Until 2010, I lived in the San Francisco Bay Area, and for roughly 15 years I dove into limited release (mostly non-English language) films at the local film festivals throughout the year, the UC Berkeley film archive (among the largest in the United States), art museums, and specialty theatres as much as I could (even used some of the sources you mentioned for reference, like Film Comment, Sight & Sound, and Fipreschi), and while I didn't see nearly as many "obscure" films in any given year as you have from 2009, some of the best films I did see during that period could never be found again (I actually bought a copy of White Meadows released on Global Lens video after seeing it in a theatre on the one night it played). Not sure if you know everything about White Meadows, but it was not only banned in Iran, but lead to the arrest of two top Iranian filmmakers involved with the film.

And I have basically come to the same conclusion as you regarding the number of extraordinary films that fall through the cracks every year, and never even manage to make it to dvd, at least in the United States.

I haven't heard of Anurag Kashyap (though I did come across the Gangs of Wasseypur recently, somewhere), but one of my favourite films of the past 15 years is by another Indian filmmaker, Shivajee Chandrabhushan, called Frozen (a title which has been used multiple times in the past 10 years) at a film festival in 2007.*

I have written a few reviews, but really need to watch a film twice before I can do it justice, and I can't get my hands on some of the films I am talking about. Maybe you need to turn me onto some of your internet sources. I have tried youtube with very few results, and often more problems than are worth my while.

Another conclusion I came to a while ago is that there are more great films being made in contemporary times than at any other time in film history, and I say that while taking a deep bow to the late 50's thru the early 70's. And that's because there are more filmmakers in more places in the world, with a greater understanding of movies- not only what they are, but with creative ideas about what they could be- than ever before.

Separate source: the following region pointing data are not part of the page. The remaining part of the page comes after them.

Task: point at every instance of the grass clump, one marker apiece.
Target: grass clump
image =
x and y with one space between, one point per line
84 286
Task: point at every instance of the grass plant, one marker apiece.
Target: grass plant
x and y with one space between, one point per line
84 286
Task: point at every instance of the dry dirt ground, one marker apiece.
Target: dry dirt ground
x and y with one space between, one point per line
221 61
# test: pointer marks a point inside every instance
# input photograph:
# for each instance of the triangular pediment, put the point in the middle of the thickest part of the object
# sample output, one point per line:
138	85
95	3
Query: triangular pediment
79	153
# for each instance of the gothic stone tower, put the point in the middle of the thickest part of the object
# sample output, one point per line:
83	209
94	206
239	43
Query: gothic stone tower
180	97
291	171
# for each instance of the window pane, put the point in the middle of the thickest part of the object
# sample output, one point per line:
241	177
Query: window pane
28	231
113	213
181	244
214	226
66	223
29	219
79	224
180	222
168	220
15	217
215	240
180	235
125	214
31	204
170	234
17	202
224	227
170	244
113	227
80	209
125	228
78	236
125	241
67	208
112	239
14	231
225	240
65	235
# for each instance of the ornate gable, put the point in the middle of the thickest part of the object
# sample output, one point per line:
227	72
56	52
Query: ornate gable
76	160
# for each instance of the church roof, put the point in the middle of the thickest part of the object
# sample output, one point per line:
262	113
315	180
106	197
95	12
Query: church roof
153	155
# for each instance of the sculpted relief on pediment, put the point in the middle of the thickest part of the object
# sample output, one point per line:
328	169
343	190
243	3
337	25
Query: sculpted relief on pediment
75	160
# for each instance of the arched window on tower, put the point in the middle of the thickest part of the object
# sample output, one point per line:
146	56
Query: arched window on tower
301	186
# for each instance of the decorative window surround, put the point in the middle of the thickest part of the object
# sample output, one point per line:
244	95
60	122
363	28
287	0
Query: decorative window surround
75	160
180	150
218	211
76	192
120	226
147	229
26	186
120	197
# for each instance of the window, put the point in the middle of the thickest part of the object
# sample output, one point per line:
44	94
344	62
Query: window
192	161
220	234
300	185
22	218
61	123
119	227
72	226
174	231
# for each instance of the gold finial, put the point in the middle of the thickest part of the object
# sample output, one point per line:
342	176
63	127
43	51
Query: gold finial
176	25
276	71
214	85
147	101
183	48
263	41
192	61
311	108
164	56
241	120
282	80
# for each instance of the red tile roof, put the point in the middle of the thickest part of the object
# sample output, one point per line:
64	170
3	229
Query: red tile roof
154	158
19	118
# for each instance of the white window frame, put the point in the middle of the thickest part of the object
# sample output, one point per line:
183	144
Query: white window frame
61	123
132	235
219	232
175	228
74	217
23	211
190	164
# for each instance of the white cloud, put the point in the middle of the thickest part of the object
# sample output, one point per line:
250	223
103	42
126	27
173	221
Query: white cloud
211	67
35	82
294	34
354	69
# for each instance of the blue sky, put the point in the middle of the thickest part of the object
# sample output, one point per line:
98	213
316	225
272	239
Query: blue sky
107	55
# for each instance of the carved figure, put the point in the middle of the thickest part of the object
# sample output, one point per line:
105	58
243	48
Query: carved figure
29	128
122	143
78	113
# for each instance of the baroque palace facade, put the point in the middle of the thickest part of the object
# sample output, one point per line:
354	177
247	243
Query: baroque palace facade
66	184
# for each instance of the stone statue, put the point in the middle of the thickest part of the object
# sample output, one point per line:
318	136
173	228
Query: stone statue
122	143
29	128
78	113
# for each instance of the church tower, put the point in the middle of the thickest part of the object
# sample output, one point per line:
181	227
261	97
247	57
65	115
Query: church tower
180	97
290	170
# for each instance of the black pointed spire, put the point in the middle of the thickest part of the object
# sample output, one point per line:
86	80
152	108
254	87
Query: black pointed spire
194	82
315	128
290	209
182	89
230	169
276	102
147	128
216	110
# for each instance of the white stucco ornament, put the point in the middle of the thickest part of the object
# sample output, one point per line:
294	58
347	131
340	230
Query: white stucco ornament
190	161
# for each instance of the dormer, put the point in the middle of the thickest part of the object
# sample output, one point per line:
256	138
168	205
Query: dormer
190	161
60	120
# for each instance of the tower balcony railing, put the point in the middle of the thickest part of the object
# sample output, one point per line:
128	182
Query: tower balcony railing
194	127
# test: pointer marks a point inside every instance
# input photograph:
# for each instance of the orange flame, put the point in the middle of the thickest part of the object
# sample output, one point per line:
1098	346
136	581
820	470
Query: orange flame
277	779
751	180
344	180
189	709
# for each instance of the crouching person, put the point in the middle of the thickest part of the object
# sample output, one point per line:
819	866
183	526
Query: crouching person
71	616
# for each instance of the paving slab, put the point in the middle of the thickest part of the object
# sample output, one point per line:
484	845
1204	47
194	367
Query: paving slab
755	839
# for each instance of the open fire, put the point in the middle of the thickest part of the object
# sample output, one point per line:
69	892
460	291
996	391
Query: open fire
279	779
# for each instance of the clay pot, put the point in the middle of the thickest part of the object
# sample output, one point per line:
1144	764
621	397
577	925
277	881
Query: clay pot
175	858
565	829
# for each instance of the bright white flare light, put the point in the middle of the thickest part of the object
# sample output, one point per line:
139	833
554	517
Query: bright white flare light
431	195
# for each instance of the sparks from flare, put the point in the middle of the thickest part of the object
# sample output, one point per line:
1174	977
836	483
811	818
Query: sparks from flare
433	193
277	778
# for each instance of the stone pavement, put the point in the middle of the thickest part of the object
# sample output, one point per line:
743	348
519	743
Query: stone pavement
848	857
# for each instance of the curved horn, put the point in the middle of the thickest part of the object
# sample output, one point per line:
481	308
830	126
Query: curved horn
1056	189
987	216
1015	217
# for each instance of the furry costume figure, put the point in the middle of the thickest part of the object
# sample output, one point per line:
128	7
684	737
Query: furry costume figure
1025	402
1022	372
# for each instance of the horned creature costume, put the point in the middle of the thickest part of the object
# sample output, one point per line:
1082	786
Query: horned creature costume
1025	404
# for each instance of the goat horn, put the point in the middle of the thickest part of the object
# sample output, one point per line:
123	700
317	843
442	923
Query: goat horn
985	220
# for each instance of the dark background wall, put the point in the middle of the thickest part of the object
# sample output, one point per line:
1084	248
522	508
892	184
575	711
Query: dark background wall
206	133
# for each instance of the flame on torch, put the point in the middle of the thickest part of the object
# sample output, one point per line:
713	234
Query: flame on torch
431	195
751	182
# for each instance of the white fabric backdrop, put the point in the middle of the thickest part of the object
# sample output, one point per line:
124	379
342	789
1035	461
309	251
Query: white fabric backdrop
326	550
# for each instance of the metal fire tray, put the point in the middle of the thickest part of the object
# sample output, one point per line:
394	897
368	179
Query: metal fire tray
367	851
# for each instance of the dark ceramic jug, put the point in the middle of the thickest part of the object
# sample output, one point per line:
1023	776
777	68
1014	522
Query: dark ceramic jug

The reason most people don't realise that is somewhat complicated, but one big reason is because so much good stuff simply disappears without really being discovered. Other reasons have to do with the fact that most of the really interesting films made in the past 30 years have not been made in English, and they often use a narrative approach that frustrates and confounds the typical film goer. Besides having subtitles, there are also a cultural issues that most film goers simply can't get through or make sense of. Yet another reason is because film types as much as film taste has diversified so much that it is almost impossible to achieve any kind of consensus about the best that is out there the way it was even 30 years ago.

Why 2009, if I may ask?

*A few other standout disappearances for me: The Perfect Circle (Kenovic, '97- one of the most devastating war films i have ever seen), Longing (Valeska Grisbach, 2006, highly regarded in Sight & Sound, but unheard of in America), At The First Breath Of Wind (Franco Piavoli, 2002), etc.